- Location in Pathein district
- Coordinates: 16°21′N 94°29′E﻿ / ﻿16.350°N 94.483°E
- Country: Myanmar
- Region: Ayeyarwady Region
- District: Pathein District
- Capital: Ngapudaw

Area
- • Total: 1,404.18 sq mi (3,636.81 km^{2})
- Elevation: 30.28 ft (9.23 m)
- Highest elevation: 1,325 ft (404 m)

Population (2023)
- • Total: 321,031
- • Density: 228.625/sq mi (88.2727/km^{2})
- Time zone: UTC+6:30 (MMt)

= Ngapudaw Township =

Ngapudaw Township or Ngaputaw Township (ငပုတောမြို့နယ်) is a township of Pathein District in the Ayeyarwady Region of Myanmar. The western portion of the township includes Ngayokaung Subtownship and the southern portion of the township includes Hainggyikyun Subtownship, both unofficial divisions used by the Township for statistical and administrative ease. The small village of Kyounku within Hainggyikyun Subtownship is the birthplace of former President of Myanmar Thein Sein.

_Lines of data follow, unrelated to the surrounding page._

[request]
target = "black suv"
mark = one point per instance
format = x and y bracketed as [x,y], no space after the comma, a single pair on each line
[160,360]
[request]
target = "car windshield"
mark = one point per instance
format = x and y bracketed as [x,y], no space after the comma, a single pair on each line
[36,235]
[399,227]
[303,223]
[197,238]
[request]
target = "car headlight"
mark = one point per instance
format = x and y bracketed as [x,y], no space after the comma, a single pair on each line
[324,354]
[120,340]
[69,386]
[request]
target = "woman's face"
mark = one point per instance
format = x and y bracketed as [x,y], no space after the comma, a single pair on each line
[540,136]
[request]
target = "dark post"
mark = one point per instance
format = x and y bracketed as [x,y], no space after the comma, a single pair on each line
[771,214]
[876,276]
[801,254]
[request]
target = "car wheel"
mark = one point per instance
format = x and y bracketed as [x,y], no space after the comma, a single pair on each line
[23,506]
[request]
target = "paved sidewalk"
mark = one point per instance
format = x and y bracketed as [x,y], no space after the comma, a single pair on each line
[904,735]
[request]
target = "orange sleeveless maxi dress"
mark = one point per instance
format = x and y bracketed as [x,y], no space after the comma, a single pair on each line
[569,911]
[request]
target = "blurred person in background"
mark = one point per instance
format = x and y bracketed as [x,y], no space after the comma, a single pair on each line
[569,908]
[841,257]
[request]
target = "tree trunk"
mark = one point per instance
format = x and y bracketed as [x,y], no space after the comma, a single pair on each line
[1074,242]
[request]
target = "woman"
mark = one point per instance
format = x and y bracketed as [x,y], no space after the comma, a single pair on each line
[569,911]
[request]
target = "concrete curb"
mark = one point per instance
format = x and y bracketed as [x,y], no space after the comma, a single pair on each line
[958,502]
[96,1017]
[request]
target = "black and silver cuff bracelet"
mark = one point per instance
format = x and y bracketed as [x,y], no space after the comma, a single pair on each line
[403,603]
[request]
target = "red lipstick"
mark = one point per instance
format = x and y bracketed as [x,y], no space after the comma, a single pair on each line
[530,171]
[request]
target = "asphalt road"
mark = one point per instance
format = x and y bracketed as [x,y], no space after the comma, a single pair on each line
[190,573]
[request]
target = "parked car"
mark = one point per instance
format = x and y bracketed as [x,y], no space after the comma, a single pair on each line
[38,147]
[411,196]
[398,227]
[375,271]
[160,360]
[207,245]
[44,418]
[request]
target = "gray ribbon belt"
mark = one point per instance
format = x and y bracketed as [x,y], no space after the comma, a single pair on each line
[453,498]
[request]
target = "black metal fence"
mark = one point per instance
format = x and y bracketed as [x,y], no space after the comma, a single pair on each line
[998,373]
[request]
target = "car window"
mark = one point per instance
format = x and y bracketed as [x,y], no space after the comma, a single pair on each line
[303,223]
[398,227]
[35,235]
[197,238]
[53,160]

The township borders Pathein Township and Kangyidaunt Township to its north. To its east, it borders Myaungmya Township, Myaungmya District and Labutta Township, Labutta District. There are two subtownships, three towns, 9 wards, 83 village-tracts and 411 villages in Ngapudaw Township. The principal town of the township is Ngapudaw.

==History==
During the Bagan Dynasty, the Mon town of Kyaik Padaw was recorded as one of the 32 towns under the administration of Pathein. Kyaik Padaw is thought to be located within Ngapudaw Township on the banks of the Pammawaddy River. However, the first concrete creation of the town of Ngapudaw would not be until the formation of British Burma in the 19th century after the Second Anglo-Burmese War. The township itself would be created in the late 19th century after the annexation of Lower Burma by the British.

==Geography==
Ngapudaw Township is located on the southwestern edge of Irrawaddy Delta with a significant deltaic coastline on the Andaman Sea. The southernmost portions of the Arakan Mountains stretch through the township's west dividing the low-lying east from the long western shore on the Bay of Bengal. Steep forested mountains characterize the western part of the township ending in Cape Negrais. The mountains extend further into the sea to form the Andaman Islands.

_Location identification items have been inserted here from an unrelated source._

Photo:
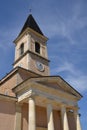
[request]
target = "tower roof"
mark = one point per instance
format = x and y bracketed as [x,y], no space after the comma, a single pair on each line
[31,23]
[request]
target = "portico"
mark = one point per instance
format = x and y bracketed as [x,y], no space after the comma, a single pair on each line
[56,110]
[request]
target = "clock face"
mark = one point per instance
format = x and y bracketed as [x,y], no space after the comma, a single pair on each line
[40,66]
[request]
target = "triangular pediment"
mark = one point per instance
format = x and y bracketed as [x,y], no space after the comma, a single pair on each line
[59,84]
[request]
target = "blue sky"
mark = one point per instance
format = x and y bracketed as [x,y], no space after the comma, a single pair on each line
[65,24]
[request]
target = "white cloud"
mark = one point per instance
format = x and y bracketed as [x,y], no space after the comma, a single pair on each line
[67,27]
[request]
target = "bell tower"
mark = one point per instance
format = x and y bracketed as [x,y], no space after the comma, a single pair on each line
[31,48]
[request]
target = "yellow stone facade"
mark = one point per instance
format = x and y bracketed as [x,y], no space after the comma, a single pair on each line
[31,99]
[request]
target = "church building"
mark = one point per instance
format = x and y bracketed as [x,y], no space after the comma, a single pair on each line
[30,98]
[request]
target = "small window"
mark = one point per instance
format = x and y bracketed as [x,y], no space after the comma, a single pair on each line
[37,47]
[22,49]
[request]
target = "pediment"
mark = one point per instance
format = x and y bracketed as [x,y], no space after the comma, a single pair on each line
[59,84]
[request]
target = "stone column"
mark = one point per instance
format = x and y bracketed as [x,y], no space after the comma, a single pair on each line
[50,117]
[18,117]
[77,120]
[31,115]
[65,124]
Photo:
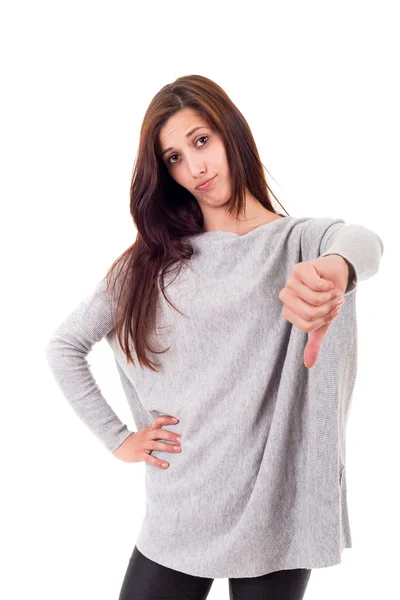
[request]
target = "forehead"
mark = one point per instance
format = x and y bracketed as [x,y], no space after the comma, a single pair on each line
[180,123]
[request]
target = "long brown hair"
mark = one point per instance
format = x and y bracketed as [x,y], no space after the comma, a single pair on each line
[164,212]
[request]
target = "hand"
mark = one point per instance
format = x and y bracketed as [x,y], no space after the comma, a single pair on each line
[138,446]
[309,299]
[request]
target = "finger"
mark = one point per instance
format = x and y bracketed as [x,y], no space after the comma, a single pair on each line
[307,325]
[313,346]
[306,311]
[155,462]
[163,420]
[307,273]
[163,446]
[300,290]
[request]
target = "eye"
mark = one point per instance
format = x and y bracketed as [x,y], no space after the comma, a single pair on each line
[202,137]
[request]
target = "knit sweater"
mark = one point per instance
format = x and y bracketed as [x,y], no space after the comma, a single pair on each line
[260,484]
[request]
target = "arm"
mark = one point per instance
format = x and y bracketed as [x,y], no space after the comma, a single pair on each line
[66,353]
[360,247]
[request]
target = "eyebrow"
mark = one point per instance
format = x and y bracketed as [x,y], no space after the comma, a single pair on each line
[187,135]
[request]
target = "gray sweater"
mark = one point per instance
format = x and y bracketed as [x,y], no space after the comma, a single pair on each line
[260,484]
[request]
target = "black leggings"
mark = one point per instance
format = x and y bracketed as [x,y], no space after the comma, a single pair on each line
[147,580]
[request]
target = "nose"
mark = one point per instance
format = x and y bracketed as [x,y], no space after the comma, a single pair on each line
[197,170]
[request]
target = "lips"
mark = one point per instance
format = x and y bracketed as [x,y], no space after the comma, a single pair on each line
[205,184]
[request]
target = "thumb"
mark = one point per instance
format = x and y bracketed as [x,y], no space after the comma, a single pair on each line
[313,345]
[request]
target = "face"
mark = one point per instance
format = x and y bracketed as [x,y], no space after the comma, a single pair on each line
[193,153]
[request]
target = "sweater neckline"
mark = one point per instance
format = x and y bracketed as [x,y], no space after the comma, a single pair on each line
[222,235]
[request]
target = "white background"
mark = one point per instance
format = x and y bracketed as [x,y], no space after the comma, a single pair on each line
[318,85]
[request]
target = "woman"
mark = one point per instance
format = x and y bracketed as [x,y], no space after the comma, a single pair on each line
[254,360]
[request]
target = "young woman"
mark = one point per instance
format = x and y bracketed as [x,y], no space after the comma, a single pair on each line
[241,421]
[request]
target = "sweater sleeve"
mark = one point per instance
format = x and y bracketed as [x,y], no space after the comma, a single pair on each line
[361,247]
[66,353]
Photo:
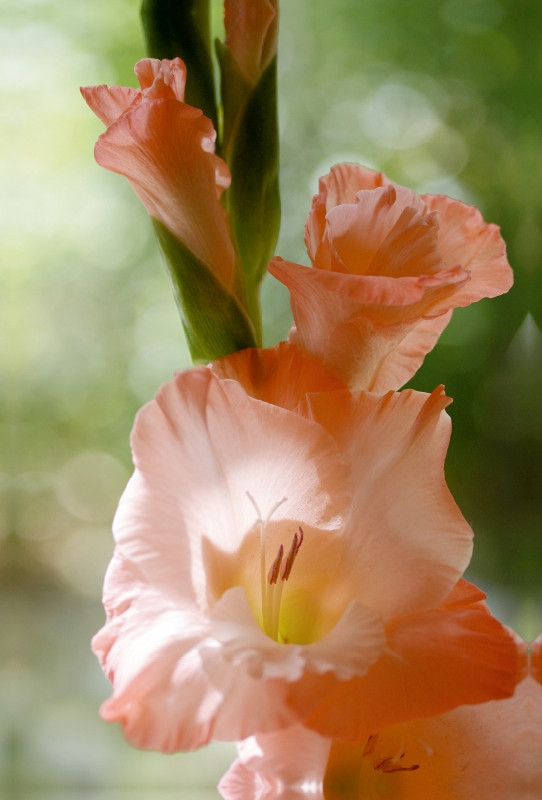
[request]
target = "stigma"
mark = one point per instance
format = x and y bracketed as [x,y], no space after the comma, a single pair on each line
[272,581]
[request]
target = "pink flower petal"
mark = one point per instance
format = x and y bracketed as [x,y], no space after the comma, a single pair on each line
[251,34]
[280,375]
[435,660]
[159,147]
[407,543]
[109,102]
[464,238]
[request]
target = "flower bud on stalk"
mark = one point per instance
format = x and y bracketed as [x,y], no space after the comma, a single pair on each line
[165,148]
[174,28]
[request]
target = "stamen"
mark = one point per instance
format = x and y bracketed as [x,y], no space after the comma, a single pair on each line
[290,558]
[267,596]
[398,768]
[275,567]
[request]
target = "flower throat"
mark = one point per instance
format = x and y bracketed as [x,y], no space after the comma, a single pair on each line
[272,581]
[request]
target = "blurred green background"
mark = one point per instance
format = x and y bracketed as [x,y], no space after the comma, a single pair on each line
[442,94]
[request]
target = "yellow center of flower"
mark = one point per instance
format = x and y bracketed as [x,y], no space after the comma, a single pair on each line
[272,581]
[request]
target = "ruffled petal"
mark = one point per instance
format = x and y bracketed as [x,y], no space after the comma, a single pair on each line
[161,79]
[464,238]
[450,655]
[279,375]
[352,323]
[199,448]
[407,543]
[162,147]
[406,358]
[387,231]
[274,763]
[348,649]
[489,751]
[109,102]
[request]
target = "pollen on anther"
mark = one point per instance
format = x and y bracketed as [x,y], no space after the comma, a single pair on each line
[275,567]
[290,558]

The township has 108 miles of coastline, with only 50 miles of deep-water coastline. The highest peak in the township is Mt. Taungpetkyi at 1325 ft above sea level. The township is located in a mountainous tropical zone with a heavy monsoon presence, seeing 95 days of rain totalling 100.9 in of rain in an average year. The temperature variation is more moderate than more northern tropical mountainous townships with average highs and lows range between 31.3°C and 20.8°C.

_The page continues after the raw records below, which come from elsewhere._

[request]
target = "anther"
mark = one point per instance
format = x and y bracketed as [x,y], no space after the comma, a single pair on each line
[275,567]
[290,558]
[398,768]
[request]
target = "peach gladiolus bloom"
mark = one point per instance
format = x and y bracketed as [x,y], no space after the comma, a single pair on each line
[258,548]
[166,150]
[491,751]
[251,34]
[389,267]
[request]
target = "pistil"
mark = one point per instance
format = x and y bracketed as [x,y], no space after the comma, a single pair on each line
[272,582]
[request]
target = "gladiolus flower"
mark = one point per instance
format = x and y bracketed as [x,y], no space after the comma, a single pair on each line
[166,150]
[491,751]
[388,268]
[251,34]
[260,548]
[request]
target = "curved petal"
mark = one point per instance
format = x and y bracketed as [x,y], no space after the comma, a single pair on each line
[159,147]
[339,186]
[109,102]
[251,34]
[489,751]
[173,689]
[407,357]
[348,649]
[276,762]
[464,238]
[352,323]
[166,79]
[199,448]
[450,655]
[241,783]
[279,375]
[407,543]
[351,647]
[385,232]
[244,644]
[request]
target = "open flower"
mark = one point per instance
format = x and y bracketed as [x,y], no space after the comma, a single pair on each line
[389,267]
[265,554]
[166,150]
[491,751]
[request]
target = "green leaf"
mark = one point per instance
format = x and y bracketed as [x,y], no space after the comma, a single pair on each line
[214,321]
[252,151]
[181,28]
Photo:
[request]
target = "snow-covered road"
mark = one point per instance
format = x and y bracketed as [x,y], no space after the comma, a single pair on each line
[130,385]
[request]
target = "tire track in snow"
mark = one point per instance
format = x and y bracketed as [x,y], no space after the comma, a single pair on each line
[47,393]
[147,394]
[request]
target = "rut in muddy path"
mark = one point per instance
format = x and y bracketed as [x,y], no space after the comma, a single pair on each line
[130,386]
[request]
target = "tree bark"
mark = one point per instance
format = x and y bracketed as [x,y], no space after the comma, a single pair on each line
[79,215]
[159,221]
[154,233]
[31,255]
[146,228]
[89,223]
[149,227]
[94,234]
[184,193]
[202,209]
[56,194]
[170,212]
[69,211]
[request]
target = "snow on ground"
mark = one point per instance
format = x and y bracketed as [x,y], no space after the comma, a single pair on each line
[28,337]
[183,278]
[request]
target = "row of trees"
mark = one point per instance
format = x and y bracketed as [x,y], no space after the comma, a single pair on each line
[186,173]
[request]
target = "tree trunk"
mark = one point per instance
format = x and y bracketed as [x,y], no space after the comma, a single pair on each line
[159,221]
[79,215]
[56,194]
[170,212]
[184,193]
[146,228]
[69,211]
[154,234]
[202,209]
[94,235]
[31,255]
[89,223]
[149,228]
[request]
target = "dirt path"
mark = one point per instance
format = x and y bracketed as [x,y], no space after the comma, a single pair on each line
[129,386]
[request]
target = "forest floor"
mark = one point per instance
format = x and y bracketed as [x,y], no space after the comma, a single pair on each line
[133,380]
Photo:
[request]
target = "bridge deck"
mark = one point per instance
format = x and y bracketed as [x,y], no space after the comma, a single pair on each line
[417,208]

The township has large undeveloped and natural areas, particularly in the west. There are many tree species including teak, Burmese ironwood, jackfruit, tamarind as well as other flora like Dipterocarpus and nipa palms. There are also diverse fauna with elephants, boars, black bears, gaur and goats. Ngapudaw township lies on the southern forest fringe of Ayeyarwady Region, an area with the highest deforestation rates in the area with forested lands dropping from 15.3% to 14% of the area in 2014 alone.

Off the coast of Ngapudaw Township lies the Thameehla Island (or Turtle Island) where a turtle breeding and conservation camp is located. Further into the Andaman Sea is Alguada Reef. On the southern coast, there are yardang-like formations on the Kyaukkalat Coast near Dedu Gone village.

==Demographics==

Pyapon Township is relatively rural with 91.2% of the population in 2019 living outside of the three towns Ngapudaw, Ngayokaung and Hainggyikyun. The majority religion is Buddhism, practiced by 67.5% of the population with the second largest religious group being Christians at 27.3%. Most people live within the east with western Ngayokaung Subtownship only having 12.6% of the total population.

==Economy==
The economy of Ngapudaw Township is experiencing slow growth. Like most of Ayeyarwady Region, is primarily agriculture with as secondary fishing industry. The primary crop is rice with a significant off-season peanut and pulses. There is also a sizeable salt production industry - mostly produced through sun-drying. The hilsa fish is one of the most important fish for the township's small fishing community with little fish conservation or management in place within the township.

The township has seven large dams to control flooding and saltwater intrusions. The primary means of transport within the township is through riverine transport with the main export markets being Pathein, Myaungmya and Yangon Region.

The Pammawaddy Regional Command of the Myanmar Navy is headquartered within the township in the town of Hainggyi Island.